Toda educación sentimental lleva adherida una fatal contraindicación, cual es la obligatoriedad de no encararse nuevamente con aquellos lugares que seguimos teniendo, sin duda exageradamente, por una fuente inagotable de gozo. Félix Grande lo dijo mejor: «Donde fuiste feliz alguna vez / no debieras volver jamás: el tiempo / habrá hecho sus destrozos, levantando / su muro fronterizo / contra el que la ilusión chocará estupefacta». Con todo, algunas de las piezas que conservo recortadas y encuadernadas y a las que, desafiando el mandato del poeta, regreso de manera recurrente, me siguen pareciendo deslumbrantes. Sirva esta piedra preciosa de La ciudad que fue, de Federico Jiménez Losantos, y en la que refulge el estremecimiento que en él es habitual cuando apresa una época, para evocar el fervor al que me refiero: «Cada día calienta más el sol de aquella mañana». He recitado una alineación y puedo rememorar, sin necesidad de consultar la hemeroteca, decenas de obras, si bien en ello influye ese trastorno, hipertimesia lo llaman, que me lleva a recordar hasta el más ínfimo detalle de lances antiquísimos. Induráin pierde la máscara, Donde Lázaro, Incertidumbre de un profesor de bachillerato, Los tiburones que mi madre me enseñó, Nace una leyenda gitana, Cristo salió del bar Kiki, Sampaio es el síntoma, El Madrid es un avión, Los crímenes de la calle Mandri…
Me resisto, en suma, a tirar al niño con el agua sucia, a impugnar a la brava al que fuera el gran periódico de referencia en España, por mucho que haga lustros que me enerve. Lustros, digo bien. Quienes asimilan la deriva sectaria y liberticida de El País a la hegemonía del sanchismo pasan por alto casos como el de la censura al crítico Ignacio Echevarría a propósito de la novela de Bernardo Atxaga, el Fernando Savater es miembro de Basta Ya, el chantaje del malo de los Vidal-Folch a Espada («aquí tendrás futuro si dejas el blog y Cs»), la criminalización sistemática del PP, acompañada de la prescripción de marginarlo («El PP se queda solo…»), el intento de sepultar a Cs, en 2006, bajo la etiqueta de ultraderechista. Aquí siempre se ha jugado. Por cierto, ni uno solo de los que hoy se caen del guindo con estrépito, de quienes abjuran de este El País (a la manera de ese izquierdismo que lleva una vida estigmatizando no a la derecha, sino a esta derecha) se rebelaron contra esas prácticas. Y, por decirlo todo, el vedetismo de la cancelación empieza a resultarme estomagante.
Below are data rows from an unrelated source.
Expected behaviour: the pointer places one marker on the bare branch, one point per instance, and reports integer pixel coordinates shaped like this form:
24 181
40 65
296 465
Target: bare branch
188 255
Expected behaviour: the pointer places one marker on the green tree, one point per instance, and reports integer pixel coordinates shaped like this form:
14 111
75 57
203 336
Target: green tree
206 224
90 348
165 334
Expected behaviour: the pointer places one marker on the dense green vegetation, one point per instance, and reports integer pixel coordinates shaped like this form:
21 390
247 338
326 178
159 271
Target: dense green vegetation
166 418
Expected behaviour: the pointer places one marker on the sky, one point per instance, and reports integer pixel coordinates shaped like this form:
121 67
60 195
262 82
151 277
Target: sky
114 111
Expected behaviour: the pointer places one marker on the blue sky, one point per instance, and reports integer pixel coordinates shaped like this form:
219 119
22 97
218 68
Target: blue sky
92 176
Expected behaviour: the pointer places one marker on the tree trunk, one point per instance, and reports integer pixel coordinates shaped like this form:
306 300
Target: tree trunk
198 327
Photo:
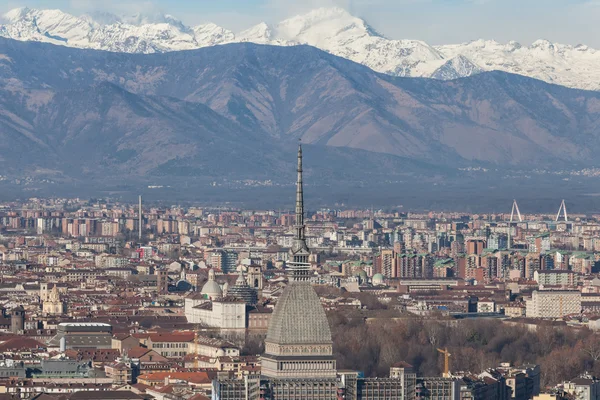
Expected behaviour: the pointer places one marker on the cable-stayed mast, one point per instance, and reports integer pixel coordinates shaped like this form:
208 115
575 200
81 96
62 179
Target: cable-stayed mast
563 208
512 216
512 213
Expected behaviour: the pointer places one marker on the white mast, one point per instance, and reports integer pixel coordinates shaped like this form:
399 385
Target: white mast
512 215
563 208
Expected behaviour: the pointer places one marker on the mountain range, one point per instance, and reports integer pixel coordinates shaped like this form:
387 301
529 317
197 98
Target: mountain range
333 30
237 111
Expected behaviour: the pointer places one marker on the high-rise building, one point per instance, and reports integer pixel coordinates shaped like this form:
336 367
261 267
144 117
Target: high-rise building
298 347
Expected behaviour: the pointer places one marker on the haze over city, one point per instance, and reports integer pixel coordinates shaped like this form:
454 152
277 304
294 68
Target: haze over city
283 200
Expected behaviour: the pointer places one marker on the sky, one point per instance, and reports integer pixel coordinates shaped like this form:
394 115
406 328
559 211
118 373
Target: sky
434 21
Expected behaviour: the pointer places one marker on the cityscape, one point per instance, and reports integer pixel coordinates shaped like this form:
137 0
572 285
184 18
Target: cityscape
299 200
118 301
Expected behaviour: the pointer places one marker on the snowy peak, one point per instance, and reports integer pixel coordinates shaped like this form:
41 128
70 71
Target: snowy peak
457 67
334 30
261 33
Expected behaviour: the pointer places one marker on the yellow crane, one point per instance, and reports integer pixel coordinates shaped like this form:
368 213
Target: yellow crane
196 343
446 362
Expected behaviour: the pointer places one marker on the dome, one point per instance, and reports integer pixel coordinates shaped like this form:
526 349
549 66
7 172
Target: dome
242 291
378 279
211 288
299 318
183 286
362 275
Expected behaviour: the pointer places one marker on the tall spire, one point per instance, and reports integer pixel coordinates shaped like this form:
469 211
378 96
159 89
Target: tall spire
299 265
299 199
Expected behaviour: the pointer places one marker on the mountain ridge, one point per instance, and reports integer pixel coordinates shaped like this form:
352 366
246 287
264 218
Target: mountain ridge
331 29
260 95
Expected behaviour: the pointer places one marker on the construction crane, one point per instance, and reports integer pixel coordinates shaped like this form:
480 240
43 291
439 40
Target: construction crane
446 362
196 343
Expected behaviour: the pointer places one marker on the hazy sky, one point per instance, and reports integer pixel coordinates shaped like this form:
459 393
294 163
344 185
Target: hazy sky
435 21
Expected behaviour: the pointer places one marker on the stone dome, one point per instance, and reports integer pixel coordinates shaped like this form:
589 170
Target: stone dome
242 291
299 318
378 279
211 288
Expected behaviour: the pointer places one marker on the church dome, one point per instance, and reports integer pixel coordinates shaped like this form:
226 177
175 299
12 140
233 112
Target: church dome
242 291
211 288
378 279
299 318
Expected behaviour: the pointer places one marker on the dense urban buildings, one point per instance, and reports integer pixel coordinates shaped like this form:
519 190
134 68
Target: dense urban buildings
238 304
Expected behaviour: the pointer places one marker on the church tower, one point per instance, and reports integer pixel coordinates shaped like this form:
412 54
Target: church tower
299 267
298 346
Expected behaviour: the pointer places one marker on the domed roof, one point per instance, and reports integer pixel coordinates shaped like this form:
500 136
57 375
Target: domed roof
299 317
242 291
378 278
211 288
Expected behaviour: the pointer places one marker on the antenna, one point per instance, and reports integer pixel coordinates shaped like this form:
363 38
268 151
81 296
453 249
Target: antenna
562 208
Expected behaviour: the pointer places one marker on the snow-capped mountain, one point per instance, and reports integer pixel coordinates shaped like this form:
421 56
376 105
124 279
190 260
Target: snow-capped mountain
331 29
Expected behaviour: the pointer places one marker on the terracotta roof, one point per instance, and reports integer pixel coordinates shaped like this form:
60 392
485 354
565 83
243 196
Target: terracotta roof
172 337
194 377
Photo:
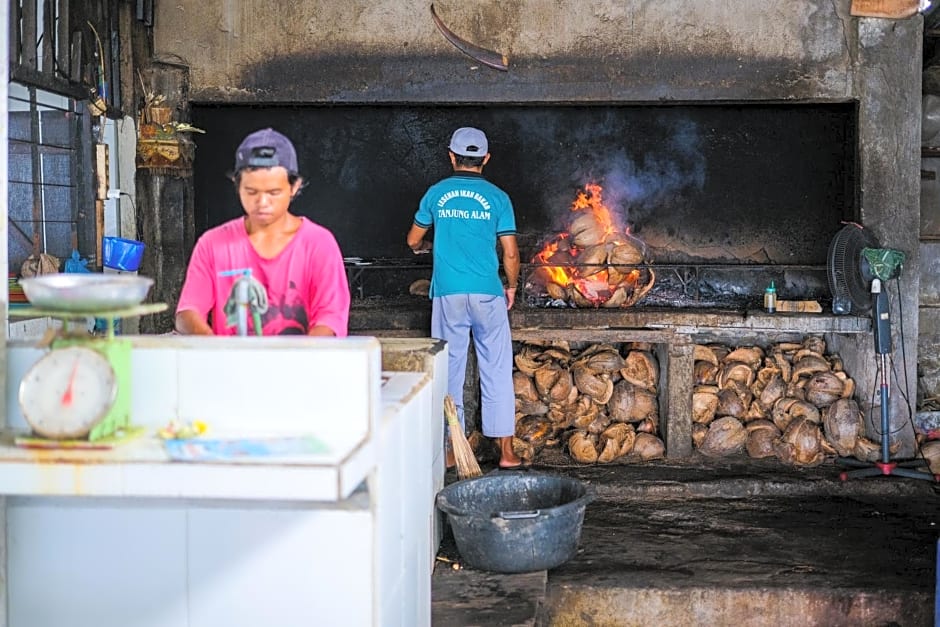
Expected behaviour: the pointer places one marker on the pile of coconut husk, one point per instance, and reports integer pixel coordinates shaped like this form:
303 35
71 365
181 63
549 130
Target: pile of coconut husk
790 400
598 402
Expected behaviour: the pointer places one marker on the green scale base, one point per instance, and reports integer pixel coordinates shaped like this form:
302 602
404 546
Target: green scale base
118 353
114 348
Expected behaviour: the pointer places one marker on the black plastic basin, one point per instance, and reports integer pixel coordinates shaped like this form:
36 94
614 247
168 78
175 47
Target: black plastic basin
516 522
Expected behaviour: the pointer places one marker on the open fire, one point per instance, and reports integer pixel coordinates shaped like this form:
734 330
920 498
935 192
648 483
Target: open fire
596 262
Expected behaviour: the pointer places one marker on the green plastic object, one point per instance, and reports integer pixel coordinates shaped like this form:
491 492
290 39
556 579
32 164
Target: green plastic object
770 298
885 263
118 353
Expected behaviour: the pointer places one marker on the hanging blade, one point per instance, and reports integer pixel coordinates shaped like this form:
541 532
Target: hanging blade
490 58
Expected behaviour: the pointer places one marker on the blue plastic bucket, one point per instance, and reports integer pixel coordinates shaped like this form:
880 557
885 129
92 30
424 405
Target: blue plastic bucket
121 254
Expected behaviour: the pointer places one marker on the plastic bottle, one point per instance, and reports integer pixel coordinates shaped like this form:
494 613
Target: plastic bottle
770 298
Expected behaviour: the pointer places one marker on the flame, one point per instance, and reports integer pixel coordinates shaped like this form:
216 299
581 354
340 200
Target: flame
591 199
594 282
556 274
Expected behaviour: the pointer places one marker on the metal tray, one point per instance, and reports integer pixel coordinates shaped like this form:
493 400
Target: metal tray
86 292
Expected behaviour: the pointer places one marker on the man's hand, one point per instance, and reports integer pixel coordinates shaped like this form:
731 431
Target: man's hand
423 247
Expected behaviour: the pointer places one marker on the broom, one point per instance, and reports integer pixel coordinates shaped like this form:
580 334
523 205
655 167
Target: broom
467 466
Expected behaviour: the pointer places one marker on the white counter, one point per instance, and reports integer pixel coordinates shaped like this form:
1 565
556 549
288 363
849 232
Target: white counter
128 537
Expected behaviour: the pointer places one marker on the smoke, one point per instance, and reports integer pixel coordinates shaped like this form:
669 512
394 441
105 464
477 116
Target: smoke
634 183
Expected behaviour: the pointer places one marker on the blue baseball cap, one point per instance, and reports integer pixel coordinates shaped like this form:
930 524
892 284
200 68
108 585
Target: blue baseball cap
266 149
469 142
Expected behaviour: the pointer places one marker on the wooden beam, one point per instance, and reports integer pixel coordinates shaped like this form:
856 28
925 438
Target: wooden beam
28 41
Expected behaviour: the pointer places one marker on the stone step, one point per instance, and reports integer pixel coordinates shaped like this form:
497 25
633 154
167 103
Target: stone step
687 545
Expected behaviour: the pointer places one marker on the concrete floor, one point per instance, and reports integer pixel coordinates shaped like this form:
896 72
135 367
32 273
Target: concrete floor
706 542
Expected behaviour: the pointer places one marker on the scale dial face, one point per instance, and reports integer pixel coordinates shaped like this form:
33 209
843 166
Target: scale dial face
67 392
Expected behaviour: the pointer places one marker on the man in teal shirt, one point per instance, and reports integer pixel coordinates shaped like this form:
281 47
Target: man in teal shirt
469 214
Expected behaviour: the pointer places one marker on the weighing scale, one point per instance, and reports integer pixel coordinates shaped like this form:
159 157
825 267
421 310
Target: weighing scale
78 395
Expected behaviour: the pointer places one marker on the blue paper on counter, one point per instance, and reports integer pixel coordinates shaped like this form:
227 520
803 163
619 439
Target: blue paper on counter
243 449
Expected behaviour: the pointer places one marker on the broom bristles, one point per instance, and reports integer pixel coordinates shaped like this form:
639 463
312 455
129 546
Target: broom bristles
467 465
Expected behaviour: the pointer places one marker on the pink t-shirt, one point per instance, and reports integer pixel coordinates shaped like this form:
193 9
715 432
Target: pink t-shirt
306 282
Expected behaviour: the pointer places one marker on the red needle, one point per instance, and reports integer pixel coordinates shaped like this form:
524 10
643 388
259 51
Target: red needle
67 397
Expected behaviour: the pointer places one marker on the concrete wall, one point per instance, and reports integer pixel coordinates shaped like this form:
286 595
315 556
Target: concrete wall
643 51
363 50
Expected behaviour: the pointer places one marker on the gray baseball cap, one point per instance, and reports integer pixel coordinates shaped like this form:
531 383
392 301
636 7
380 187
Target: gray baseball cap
266 149
469 142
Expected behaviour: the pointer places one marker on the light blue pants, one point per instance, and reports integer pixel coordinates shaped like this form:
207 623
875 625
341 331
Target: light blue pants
453 319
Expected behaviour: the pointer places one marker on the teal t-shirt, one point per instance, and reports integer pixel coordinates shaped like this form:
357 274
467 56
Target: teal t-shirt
468 214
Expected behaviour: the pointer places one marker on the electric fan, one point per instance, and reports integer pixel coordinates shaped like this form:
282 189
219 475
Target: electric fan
850 288
858 274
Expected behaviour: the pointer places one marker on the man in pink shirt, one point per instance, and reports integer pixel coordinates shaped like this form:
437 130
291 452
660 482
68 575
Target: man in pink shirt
297 261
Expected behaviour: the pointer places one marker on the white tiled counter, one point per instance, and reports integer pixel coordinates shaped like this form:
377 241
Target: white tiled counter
127 537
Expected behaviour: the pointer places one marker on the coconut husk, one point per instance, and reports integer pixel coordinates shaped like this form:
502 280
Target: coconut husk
735 371
805 409
786 368
562 388
610 441
843 425
605 361
523 387
536 408
761 435
726 436
650 424
815 343
585 415
586 231
582 447
626 254
823 389
701 352
641 369
648 447
730 404
601 421
750 355
800 444
628 403
526 361
705 373
808 365
534 429
545 378
772 392
755 411
599 387
704 406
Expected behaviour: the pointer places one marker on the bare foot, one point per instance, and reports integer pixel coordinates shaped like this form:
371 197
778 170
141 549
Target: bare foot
508 457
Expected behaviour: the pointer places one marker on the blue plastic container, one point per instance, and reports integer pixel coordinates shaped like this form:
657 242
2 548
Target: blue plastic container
121 254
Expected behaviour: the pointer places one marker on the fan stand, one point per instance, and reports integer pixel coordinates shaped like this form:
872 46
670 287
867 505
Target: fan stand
885 467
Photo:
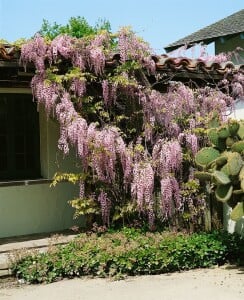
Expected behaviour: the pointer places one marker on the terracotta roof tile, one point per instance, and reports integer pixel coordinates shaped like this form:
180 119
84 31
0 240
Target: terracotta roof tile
164 63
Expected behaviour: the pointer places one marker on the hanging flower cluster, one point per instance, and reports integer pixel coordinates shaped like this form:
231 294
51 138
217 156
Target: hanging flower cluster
96 108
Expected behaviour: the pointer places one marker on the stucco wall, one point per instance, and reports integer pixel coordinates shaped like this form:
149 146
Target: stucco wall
37 208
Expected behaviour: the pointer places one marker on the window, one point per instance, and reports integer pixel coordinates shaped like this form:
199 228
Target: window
19 137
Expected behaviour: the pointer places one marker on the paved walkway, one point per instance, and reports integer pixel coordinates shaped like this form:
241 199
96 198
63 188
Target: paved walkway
36 241
225 283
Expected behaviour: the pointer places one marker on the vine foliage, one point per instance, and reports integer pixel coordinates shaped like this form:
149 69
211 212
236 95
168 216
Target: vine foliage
135 144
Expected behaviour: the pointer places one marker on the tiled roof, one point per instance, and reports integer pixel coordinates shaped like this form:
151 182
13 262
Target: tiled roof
170 68
230 25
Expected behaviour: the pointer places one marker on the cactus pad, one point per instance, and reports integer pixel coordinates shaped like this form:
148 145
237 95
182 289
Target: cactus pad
223 193
221 160
223 132
234 163
213 136
238 146
240 131
221 177
233 126
203 176
205 156
237 212
229 141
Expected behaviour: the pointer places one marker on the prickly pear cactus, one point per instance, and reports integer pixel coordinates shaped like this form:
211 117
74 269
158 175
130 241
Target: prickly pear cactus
233 126
223 192
223 132
205 156
221 177
223 165
238 146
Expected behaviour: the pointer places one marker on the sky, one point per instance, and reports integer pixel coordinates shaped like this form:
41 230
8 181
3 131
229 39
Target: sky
159 22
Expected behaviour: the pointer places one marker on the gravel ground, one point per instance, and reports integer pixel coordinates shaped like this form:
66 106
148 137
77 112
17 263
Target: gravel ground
222 283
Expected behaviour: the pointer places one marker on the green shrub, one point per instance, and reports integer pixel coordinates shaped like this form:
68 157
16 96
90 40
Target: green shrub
130 252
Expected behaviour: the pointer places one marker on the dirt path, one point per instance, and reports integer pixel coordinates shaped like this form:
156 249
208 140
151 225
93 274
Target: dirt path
224 283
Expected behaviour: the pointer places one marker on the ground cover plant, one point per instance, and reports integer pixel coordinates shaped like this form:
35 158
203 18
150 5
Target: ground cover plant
135 133
129 252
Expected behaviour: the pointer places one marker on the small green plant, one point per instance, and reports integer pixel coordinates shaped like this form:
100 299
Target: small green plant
130 252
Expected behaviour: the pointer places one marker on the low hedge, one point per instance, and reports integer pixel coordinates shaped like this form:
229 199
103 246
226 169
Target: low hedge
129 252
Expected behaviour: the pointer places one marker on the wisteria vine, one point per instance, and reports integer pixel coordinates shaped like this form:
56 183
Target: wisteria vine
128 136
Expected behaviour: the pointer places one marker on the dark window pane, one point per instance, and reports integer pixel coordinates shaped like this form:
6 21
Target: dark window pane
3 162
19 143
19 137
20 161
3 144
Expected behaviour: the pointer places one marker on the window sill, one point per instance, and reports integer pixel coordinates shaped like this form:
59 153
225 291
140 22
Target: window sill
24 182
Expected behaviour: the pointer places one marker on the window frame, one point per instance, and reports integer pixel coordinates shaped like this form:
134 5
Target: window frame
28 173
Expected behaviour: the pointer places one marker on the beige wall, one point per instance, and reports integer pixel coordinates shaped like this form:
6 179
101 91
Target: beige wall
37 208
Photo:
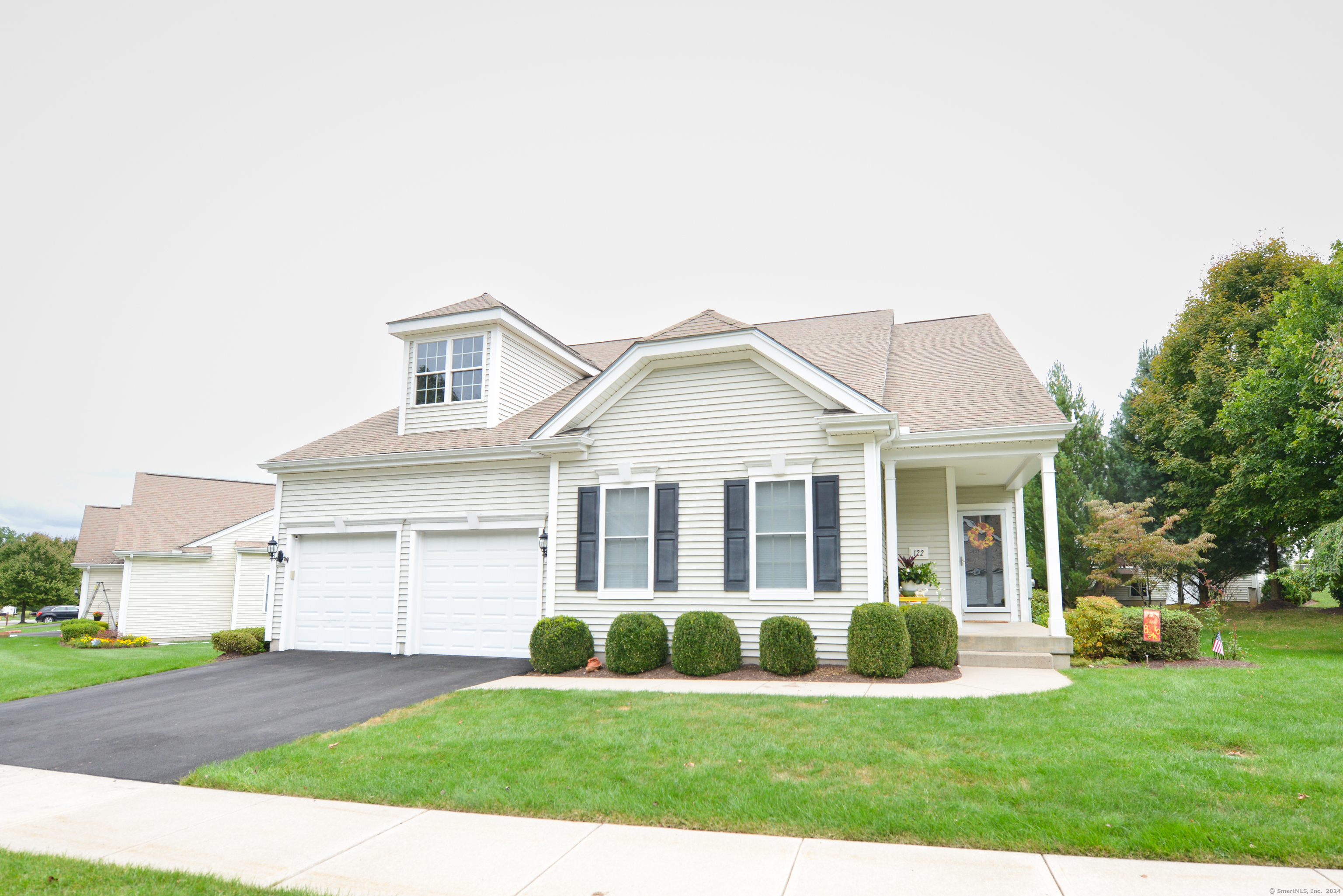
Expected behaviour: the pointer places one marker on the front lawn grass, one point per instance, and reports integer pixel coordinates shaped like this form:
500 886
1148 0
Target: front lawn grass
31 667
1202 765
33 874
Tanto como las decenas de artículos que se han dedicado los últimos días a un diario cuya gran diferencia respecto a lo que fue es que en lugar de influir en el Gobierno se somete a él. No es la única: el antiguo BOE (como lo llamaban, ay, las derechas) es hoy una hoja parroquial infestada de mamarrachos con ínfulas, monologuistas interseccionales y comisarias del 37, donde aquello de «la mejor literatura se escribe en los periódicos», aquí yace. De ahí que, cada vez que desde otras tribunas, nos afanamos en señalar a gentecilla como Idafe Martín o Íñigo Domínguez, no estamos sino perpetuando la falacia, más romanticona que romántica, de que El País sigue siendo la medida de todas las cosas.